Todos lo ven. Y sin embargo... no nos toca a nosotros, ni a nuestras familias, ni a nuestra fe...
Y así nace esta lógica miserable, ignorante, pero sobre todo cruel: la lógica de quienes no se atreven a actuar. Porque el silencio no es neutralidad, es complicidad. No gritar, no llorar, no defender la vida: es un crimen contra la vida misma, contra la justicia, contra toda ley divina que ha existido desde la creación del mundo.
Mis lágrimas caen como tinta mientras escribo, y me duele el corazón al pensar en nuestros hermanos y hermanas de Gaza. Pero también lloro por los demás, por los desdichados que, dispersos por el mundo, continúan su existencia, convencidos de que nada de esto les concierne.

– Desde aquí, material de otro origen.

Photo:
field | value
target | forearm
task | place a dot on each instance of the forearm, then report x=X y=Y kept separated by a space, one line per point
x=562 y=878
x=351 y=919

Lo sé: es pecado, es debilidad. Pero a veces desearía que toda esa humanidad indiferente se viera obligada a experimentar al menos una pizca de este dolor, solo una leve herida, suficiente para romper el caparazón de su conciencia dormida.
E inmediatamente después me pregunto: ¿por qué sorprenderse?
Ni siquiera nos detenemos delante de un pobre en el camino; no lo tocamos, temiendo que su miseria ensucie nuestras vestiduras inmaculadas. E incluso ese pan que ofrecemos lo tiramos desde lejos, como a un perro, para no dejarlo acercarse.
No todos, claro.
Pero en un planeta de ocho mil millones de almas, diez millones que reaccionan son apenas un susurro en el desierto.
Y, sin embargo, invocamos a Dios a cada hora, por cada cosa trivial, por cada deseo personal vacío.
Pero este Dios al que invocan con tanta fuerza, ¿no temen que un día les pida cuentas, uno por uno?
• ¿Qué has hecho?
• ¿Por qué apartaste la mirada?
• ¿Por qué guardaste silencio?
• ¿Por qué no confiaron en mí?
Por qué, por qué, por qué...
Y ese día, ¿dónde esconderán sus rostros?
No habrá lugar donde refugiarse, porque incluso en el abismo más oscuro se encontrarán ante el reflejo distorcionado de su crueldad, con todos sus colores reales. Y los golpeará la vergüenza, el dolor, el arrepentimiento. Pero entonces... será demasiado tarde.
Así que me pregunto: ¿cómo podemos no entender?